El colapso de Sri Lanka en 2022 fue provocado por una prohibición de fertilizantes; el recuerdo político está fresco y esta crisis podría reavivar los disturbios mucho más rápido de lo que los funcionarios admiten. Mientras el cuello de botella de fertilizantes en Ormuz eleva el riesgo de inflación alimentaria y empeora el hambre global, estamos sentados sobre un polvorín. La única pregunta es dónde se encenderá la primera chispa.

Conclusiones: El camino adelante exige un replanteamiento radical

La única solución real es romper con la agricultura centralizada y dependiente de combustibles fósiles y avanzar hacia sistemas alimentarios locales, regenerativos y orgánicos que prioricen la salud del suelo y la autonomía de los agricultores.

Los principios de la permacultura y la autosuficiencia no son solo opciones de estilo de vida: son estrategias de supervivencia. Gene Logsdon, en su libro Two Acre Eden, describe cómo la agricultura moderna ha creado una ilusión de abundancia mientras en realidad hace al sistema más frágil: “resolver un problema parece haber creado otros”. Ahora estamos pagando el precio de ese intercambio.
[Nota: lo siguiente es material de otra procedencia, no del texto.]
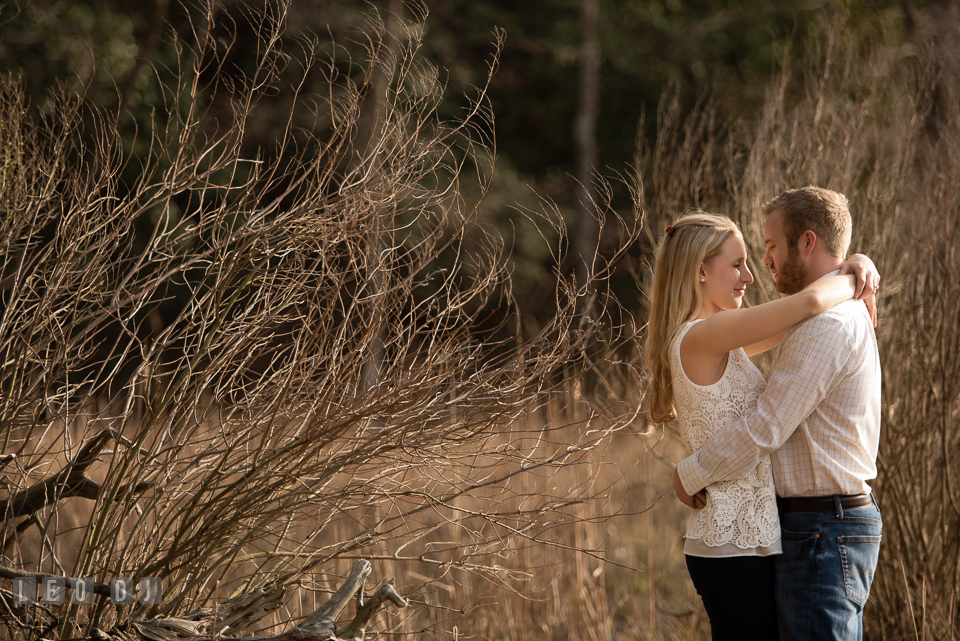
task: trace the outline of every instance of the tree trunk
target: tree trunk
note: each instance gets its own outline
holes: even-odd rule
[[[924,144],[918,159],[925,167],[935,162],[938,143],[957,99],[960,80],[960,8],[954,0],[931,0],[924,8],[903,0],[907,40],[925,51],[917,60],[917,91],[922,98]]]
[[[577,279],[591,278],[598,246],[599,225],[595,218],[593,172],[597,165],[597,114],[600,106],[600,41],[597,25],[599,0],[581,0],[580,96],[574,141],[577,150]]]
[[[600,106],[600,41],[597,24],[600,17],[599,0],[580,1],[582,40],[580,43],[580,95],[574,124],[574,142],[577,150],[577,231],[574,255],[577,260],[577,284],[583,286],[593,279],[594,260],[600,245],[600,226],[595,206],[593,173],[597,166],[597,114]],[[593,294],[593,288],[588,288]],[[593,316],[592,295],[578,301],[581,319]]]
[[[400,55],[396,33],[400,30],[400,16],[403,9],[402,0],[389,0],[381,37],[379,60],[378,64],[373,67],[369,93],[363,101],[363,113],[360,116],[357,132],[360,140],[358,148],[364,150],[362,153],[375,153],[383,132],[384,120],[387,115],[387,92],[390,89],[393,69],[396,68],[396,56]],[[359,161],[360,158],[357,158],[358,164]],[[369,266],[368,283],[374,290],[371,292],[371,301],[376,301],[386,289],[383,275],[387,268],[383,265],[383,260],[385,258],[384,251],[389,246],[389,238],[387,238],[388,231],[383,228],[381,223],[384,220],[392,220],[392,218],[393,212],[382,212],[374,221],[374,228],[370,232],[367,264]],[[383,306],[377,305],[375,302],[371,306],[376,309],[383,309]],[[364,382],[367,387],[375,386],[380,379],[380,371],[386,356],[384,346],[387,340],[384,325],[388,319],[371,319],[371,321],[376,335],[373,337],[370,360],[364,367]]]

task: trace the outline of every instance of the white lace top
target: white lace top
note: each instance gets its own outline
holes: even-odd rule
[[[680,331],[673,345],[673,404],[687,447],[697,451],[704,441],[733,421],[753,412],[766,383],[743,348],[730,352],[727,368],[713,385],[697,385],[680,363],[680,343],[695,323]],[[779,554],[780,521],[770,458],[746,478],[707,486],[707,505],[687,519],[685,554],[745,556]]]

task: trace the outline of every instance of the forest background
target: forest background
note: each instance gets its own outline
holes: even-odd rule
[[[689,113],[709,95],[721,122],[757,113],[788,42],[803,47],[811,22],[823,3],[797,6],[789,2],[594,3],[595,60],[587,86],[581,81],[581,49],[585,19],[580,4],[570,0],[533,2],[518,9],[512,3],[427,3],[429,19],[421,54],[441,67],[447,86],[438,106],[442,118],[456,117],[469,87],[481,84],[493,52],[494,31],[505,33],[496,81],[488,90],[496,118],[497,164],[494,198],[484,204],[485,217],[504,230],[517,224],[513,206],[555,202],[571,225],[579,210],[577,180],[589,184],[580,164],[601,174],[622,172],[637,154],[637,143],[650,147],[656,139],[657,110],[665,91]],[[218,2],[218,12],[232,15],[258,3]],[[882,8],[864,3],[854,11],[865,16]],[[889,2],[887,10],[897,9]],[[349,45],[350,34],[379,9],[384,19],[410,17],[402,2],[311,2],[290,6],[297,29]],[[151,66],[173,62],[163,46],[167,29],[186,32],[199,7],[169,0],[126,2],[7,2],[4,7],[0,60],[20,77],[35,105],[48,99],[51,87],[65,84],[83,90],[95,104],[121,109],[120,134],[131,145],[138,127],[163,103]],[[239,17],[239,16],[238,16]],[[396,25],[395,25],[396,26]],[[238,24],[231,59],[252,68],[258,33]],[[244,59],[248,58],[248,59]],[[169,81],[162,76],[157,80]],[[592,95],[586,96],[584,92]],[[592,106],[595,105],[595,106]],[[269,144],[286,122],[288,103],[265,102],[256,122],[248,125],[246,144]],[[585,109],[593,113],[583,114]],[[272,110],[272,111],[271,111]],[[578,117],[592,120],[593,142],[578,138]],[[619,192],[615,206],[629,210],[629,194]],[[513,232],[510,232],[513,234]],[[595,233],[595,232],[594,232]],[[549,315],[555,265],[549,252],[518,236],[512,260],[514,286],[531,331]],[[561,271],[569,271],[572,264]],[[618,294],[636,307],[641,296],[632,280]],[[631,300],[632,299],[632,300]]]
[[[366,559],[398,638],[708,638],[652,246],[698,207],[759,256],[819,184],[884,284],[868,638],[954,638],[958,12],[3,2],[0,575],[165,586],[4,586],[7,636],[282,635]]]

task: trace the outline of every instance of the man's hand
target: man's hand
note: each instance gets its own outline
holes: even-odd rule
[[[683,489],[683,483],[680,482],[680,473],[677,471],[677,468],[673,468],[673,491],[676,493],[677,498],[680,499],[680,502],[687,507],[699,510],[707,504],[706,490],[700,490],[693,496],[687,494],[687,491]]]
[[[854,254],[840,266],[840,275],[853,274],[857,278],[856,298],[864,300],[877,293],[880,289],[880,272],[867,256]],[[869,307],[869,305],[868,305]],[[876,324],[876,323],[874,323]]]

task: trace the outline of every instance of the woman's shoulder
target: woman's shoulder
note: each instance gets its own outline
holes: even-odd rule
[[[674,352],[676,352],[676,353],[679,355],[680,343],[683,342],[684,336],[687,335],[687,332],[690,331],[690,328],[692,328],[692,327],[693,327],[694,325],[696,325],[697,323],[702,323],[703,320],[704,320],[704,319],[702,319],[702,318],[695,318],[695,319],[693,319],[693,320],[691,320],[691,321],[686,321],[685,323],[683,323],[683,324],[680,326],[680,330],[677,332],[677,337],[676,337],[676,338],[674,339],[674,341],[673,341],[673,351],[674,351]]]
[[[685,322],[683,325],[680,326],[680,331],[677,332],[677,338],[680,338],[681,336],[684,336],[687,332],[690,331],[690,329],[691,329],[694,325],[696,325],[697,323],[702,323],[704,320],[706,320],[706,319],[703,319],[703,318],[694,318],[693,320],[689,320],[689,321]]]

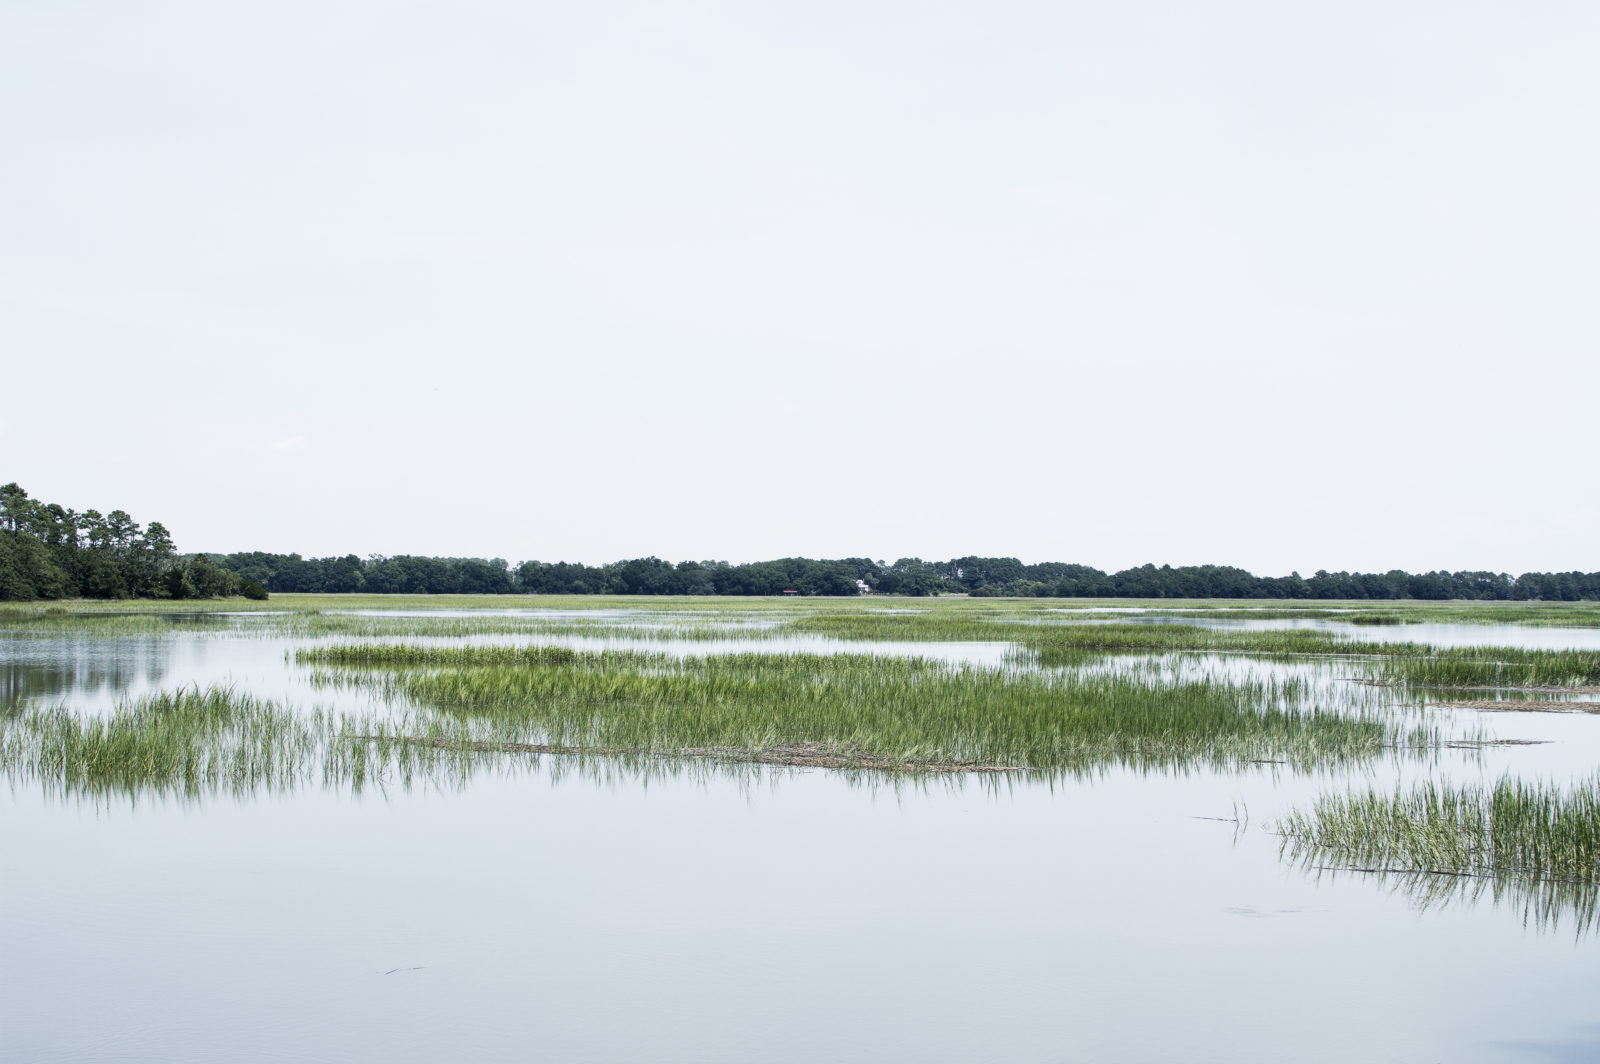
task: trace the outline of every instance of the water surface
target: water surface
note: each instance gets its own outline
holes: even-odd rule
[[[370,705],[310,682],[292,652],[314,641],[6,637],[0,694],[13,710],[94,713],[224,683],[300,708]],[[791,645],[723,642],[665,646]],[[832,648],[979,664],[1006,649]],[[1359,698],[1421,712],[1393,692],[1353,692],[1337,663],[1164,655],[1104,667],[1268,670],[1315,685],[1330,708]],[[646,778],[544,758],[360,795],[96,803],[13,786],[0,797],[4,1056],[1595,1059],[1593,935],[1516,898],[1441,905],[1295,867],[1265,829],[1330,787],[1571,778],[1600,754],[1594,718],[1440,719],[1545,745],[1304,774]]]

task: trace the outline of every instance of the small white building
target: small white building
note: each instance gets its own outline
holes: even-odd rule
[[[867,586],[867,582],[865,580],[857,580],[856,581],[856,590],[861,592],[861,594],[863,594],[863,595],[872,594],[872,588]]]

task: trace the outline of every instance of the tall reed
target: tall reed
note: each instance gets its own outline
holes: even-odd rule
[[[30,707],[0,729],[0,770],[66,794],[247,792],[318,767],[317,732],[232,688],[126,702],[106,717]]]
[[[1451,647],[1386,658],[1377,672],[1424,687],[1583,687],[1600,684],[1600,651]]]
[[[1161,683],[808,654],[513,663],[509,649],[408,650],[394,655],[400,671],[365,682],[474,718],[485,741],[663,754],[814,744],[930,767],[1311,765],[1433,741],[1376,714],[1319,709],[1294,681]]]
[[[1600,775],[1333,795],[1277,829],[1287,853],[1344,865],[1600,884]]]

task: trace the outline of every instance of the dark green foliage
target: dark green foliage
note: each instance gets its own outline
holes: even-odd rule
[[[854,595],[857,581],[886,595],[966,592],[979,598],[1143,599],[1600,599],[1600,573],[1527,573],[1513,580],[1487,572],[1410,574],[1318,572],[1258,577],[1227,565],[1143,565],[1105,573],[1087,565],[968,556],[948,562],[901,558],[778,558],[730,565],[723,561],[630,558],[609,565],[525,561],[515,568],[495,558],[394,558],[354,554],[230,554],[219,564],[269,591],[300,594],[364,591],[375,594],[490,595]]]
[[[251,551],[219,556],[217,564],[268,591],[288,595],[506,595],[517,590],[503,558],[486,561],[401,554],[392,558],[373,555],[363,561],[354,554],[302,558]]]
[[[66,595],[71,577],[32,536],[0,533],[0,600],[28,602]]]
[[[80,514],[0,487],[0,599],[160,598],[172,564],[159,521],[140,529],[123,510]]]
[[[1600,573],[1469,572],[1328,573],[1305,581],[1312,598],[1320,599],[1489,599],[1498,601],[1577,602],[1600,599]]]
[[[196,598],[223,598],[238,590],[239,578],[211,564],[204,554],[189,559],[189,582]]]
[[[175,571],[181,570],[181,571]],[[1444,571],[1299,573],[1258,577],[1226,565],[1143,565],[1107,574],[1086,565],[969,555],[948,562],[901,558],[779,558],[725,561],[632,558],[609,565],[503,558],[354,554],[302,558],[248,552],[179,563],[159,522],[143,531],[128,514],[82,514],[37,502],[16,484],[0,487],[0,600],[211,598],[251,587],[298,594],[401,595],[855,595],[858,581],[881,594],[1142,599],[1600,599],[1600,572],[1509,574]]]
[[[259,582],[222,568],[204,554],[196,554],[167,570],[165,583],[167,597],[175,599],[267,597],[267,589]]]
[[[298,554],[230,554],[219,563],[268,591],[284,594],[411,595],[854,595],[856,581],[877,578],[877,563],[863,558],[816,561],[780,558],[730,565],[656,557],[631,558],[610,565],[577,562],[523,562],[512,570],[500,558],[394,558],[354,554],[341,558],[302,558]],[[934,583],[924,581],[931,593]]]
[[[174,565],[168,569],[163,583],[167,598],[191,599],[196,596],[194,581],[189,579],[189,571],[184,566]]]

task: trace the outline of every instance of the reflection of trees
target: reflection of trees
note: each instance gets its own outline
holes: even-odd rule
[[[1582,939],[1600,927],[1600,883],[1593,881],[1340,867],[1322,864],[1327,855],[1303,846],[1291,846],[1285,855],[1319,881],[1326,877],[1332,882],[1341,875],[1375,879],[1422,912],[1487,902],[1496,909],[1518,913],[1524,927],[1541,932],[1570,929],[1575,939]]]
[[[0,708],[71,696],[120,695],[139,681],[159,686],[171,652],[171,644],[164,642],[11,644],[0,651]],[[49,658],[27,660],[33,655]]]

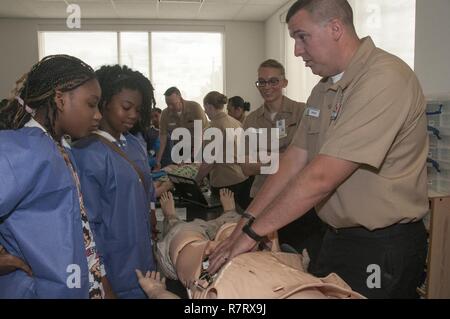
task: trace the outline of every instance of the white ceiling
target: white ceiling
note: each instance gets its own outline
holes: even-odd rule
[[[265,21],[287,2],[289,0],[203,0],[202,3],[160,3],[158,0],[0,0],[0,18],[67,18],[67,6],[78,4],[81,18],[88,19]]]

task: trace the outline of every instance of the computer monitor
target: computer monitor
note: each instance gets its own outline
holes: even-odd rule
[[[206,208],[216,208],[221,205],[220,200],[211,195],[211,191],[202,191],[194,179],[170,173],[167,176],[175,186],[175,195],[180,199]]]

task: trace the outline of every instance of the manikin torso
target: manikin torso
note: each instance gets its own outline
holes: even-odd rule
[[[308,274],[302,255],[281,252],[276,236],[270,238],[271,250],[241,254],[212,280],[200,278],[203,261],[235,226],[224,224],[213,241],[192,231],[180,231],[171,241],[170,258],[192,299],[364,298],[336,274],[326,278]]]

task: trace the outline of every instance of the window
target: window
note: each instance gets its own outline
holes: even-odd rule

Observar los indicadores —las primas de seguros para el transporte por Ormuz, la decisión de China sobre cuotas de exportación en agosto, la estabilidad de las monedas en las naciones importadoras— es necesario, pero no es suficiente.

Debemos exigir que los gobiernos dejen de subsidiar a la gran agroindustria y, en cambio, inviertan en producción descentralizada. La hambruna que se avecina es una elección, no una inevitabilidad. La pregunta es si aprenderemos de esta crisis o simplemente la aceptaremos como otra tragedia del sistema globalista. Yo elijo actuar. El momento de repensar radicalmente es ahora.